A Strategic Exit for NSSF
NSSF has been a major shareholder in East African Portland Cement for decades. However, the fund has faced mounting pressure to optimize its investment portfolio and strengthen returns for its members. The sale of its 27% shareholding represents a strategic shift toward divesting from underperforming state-linked firms and reallocating funds into more profitable ventures.
For several years, EAPC has struggled with:
- Deep financial losses
- Management instability
- Operational inefficiencies
- Debt accumulation
- Falling market share
By offloading its shares, NSSF reduces exposure to financial risk and frees up capital that can be redirected into growth-oriented investments.
Who Is Kalahari Cement?
Kalahari Cement is an emerging regional investor with ambitions to expand within East Africa’s construction and building materials market. The firm has shown interest in acquiring distressed industrial assets that have potential for recovery with the right capital and technical input.
The acquisition of a large stake in EAPC positions Kalahari as a new strategic player in the cement sector. The company is expected to focus on:
- Injecting capital into plant modernization
- Strengthening production and supply capacity
- Increasing competitiveness against market leaders
- Driving long-term restructuring and profitability
Implications for East African Portland Cement Plc
East African Portland Cement has faced persistent operational struggles, leading to declining output and financial distress. The entry of Kalahari Cement into the ownership structure provides a chance for the company to rebuild its business model and reclaim lost ground.
1. Fresh Capital Injection
With the Sh1.6 billion stake purchase, EAPC may soon receive new funds that can be invested in upgrading technology, repairing production lines, and addressing debt obligations.
2. Potential Leadership and Governance Reforms
New shareholders often push for stronger governance structures. Kalahari may advocate for improved accountability, performance-based management, and modern corporate practices to drive efficiency.
3. Increased Competitiveness
Kenya’s cement industry is dominated by Bamburi Cement, National Cement (Simba Cement), and Savannah Cement.
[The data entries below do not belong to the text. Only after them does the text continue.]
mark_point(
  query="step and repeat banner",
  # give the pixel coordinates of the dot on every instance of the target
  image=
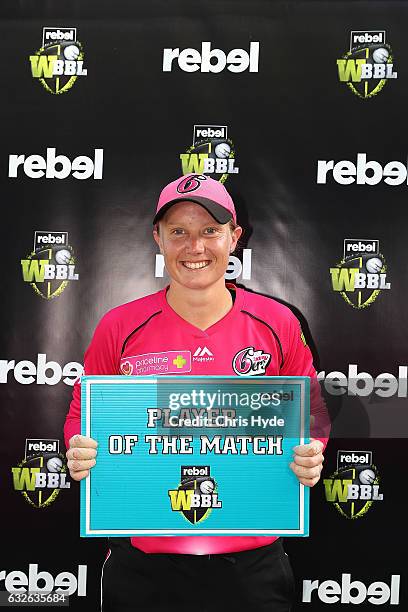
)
(299, 108)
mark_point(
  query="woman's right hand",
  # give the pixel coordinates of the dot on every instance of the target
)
(81, 456)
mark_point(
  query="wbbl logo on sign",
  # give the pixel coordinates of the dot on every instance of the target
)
(368, 65)
(355, 486)
(362, 273)
(51, 265)
(212, 152)
(42, 473)
(196, 495)
(60, 60)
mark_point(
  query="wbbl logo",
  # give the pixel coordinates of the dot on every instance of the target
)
(368, 64)
(60, 60)
(355, 486)
(362, 273)
(196, 495)
(42, 473)
(51, 265)
(212, 152)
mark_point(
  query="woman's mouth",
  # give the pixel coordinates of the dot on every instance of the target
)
(196, 265)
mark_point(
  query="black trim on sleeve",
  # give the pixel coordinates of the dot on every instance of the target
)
(137, 329)
(271, 329)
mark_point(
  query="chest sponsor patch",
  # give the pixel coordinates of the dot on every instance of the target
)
(250, 362)
(166, 362)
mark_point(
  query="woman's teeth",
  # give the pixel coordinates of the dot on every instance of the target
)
(195, 265)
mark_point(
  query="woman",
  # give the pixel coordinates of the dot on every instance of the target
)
(196, 230)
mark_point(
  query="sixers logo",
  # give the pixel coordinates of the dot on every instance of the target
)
(249, 362)
(191, 183)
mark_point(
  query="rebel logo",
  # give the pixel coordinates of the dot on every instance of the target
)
(250, 362)
(190, 183)
(42, 473)
(196, 495)
(51, 266)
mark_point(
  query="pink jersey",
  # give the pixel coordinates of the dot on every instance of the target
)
(258, 336)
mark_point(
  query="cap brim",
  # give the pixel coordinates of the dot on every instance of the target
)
(220, 214)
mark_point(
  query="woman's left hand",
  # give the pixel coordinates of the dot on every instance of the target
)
(307, 463)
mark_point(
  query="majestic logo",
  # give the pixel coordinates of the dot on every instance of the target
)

With modernized infrastructure and strategic leadership, EAPC could regain its position as a major competitor.
4. Revival of Athi River Operations
EAPC’s Athi River plant has long struggled with aging machinery and maintenance issues. Kalahari’s entry could lead to renewed investment in the facility, boosting production volumes.
Impact on Kenya’s Cement Market
The transaction is likely to have ripple effects across the cement sector. An improved and revitalized Portland Cement would shift market dynamics, particularly in Nairobi, Central Kenya, and regional export markets.
Moreover:
- Increased production could stabilize cement supply
- Prices may become more predictable
- Employment levels at EAPC may be preserved or improved
- New investor confidence could attract additional capital into the manufacturing industry
Share Sale Details and Valuation
NSSF will sell:
- 24,000,000 shares
- At a price of Sh66 per share
- Total value: Sh1.584 billion (rounded to Sh1.6 billion)
The valuation represents confidence by Kalahari Cement that EAPC can be turned around despite its challenges. Market analysts will watch closely to see whether this acquisition becomes a long-term success story or another struggle in Kenya’s competitive cement market.
Government and Regulatory Considerations
Because EAPC is partially government-owned, the transaction must comply with:
- Capital Markets Authority (CMA) regulations
- Competition Authority of Kenya (CAK) approvals
- Public investment guidelines
Regulators will evaluate whether the acquisition affects market dominance and ensures fair competition. They will also review the buyer’s financial capacity and long-term plans for the cement firm.
What This Means for NSSF Members
For NSSF contributors, the sale improves the fund’s strategic posture. It reduces exposure to loss-making state corporations and unlocks capital that can be invested in more profitable ventures such as real estate, government securities, and blue-chip stocks. In the long term, this could improve the fund’s financial performance and its ability to pay members efficiently.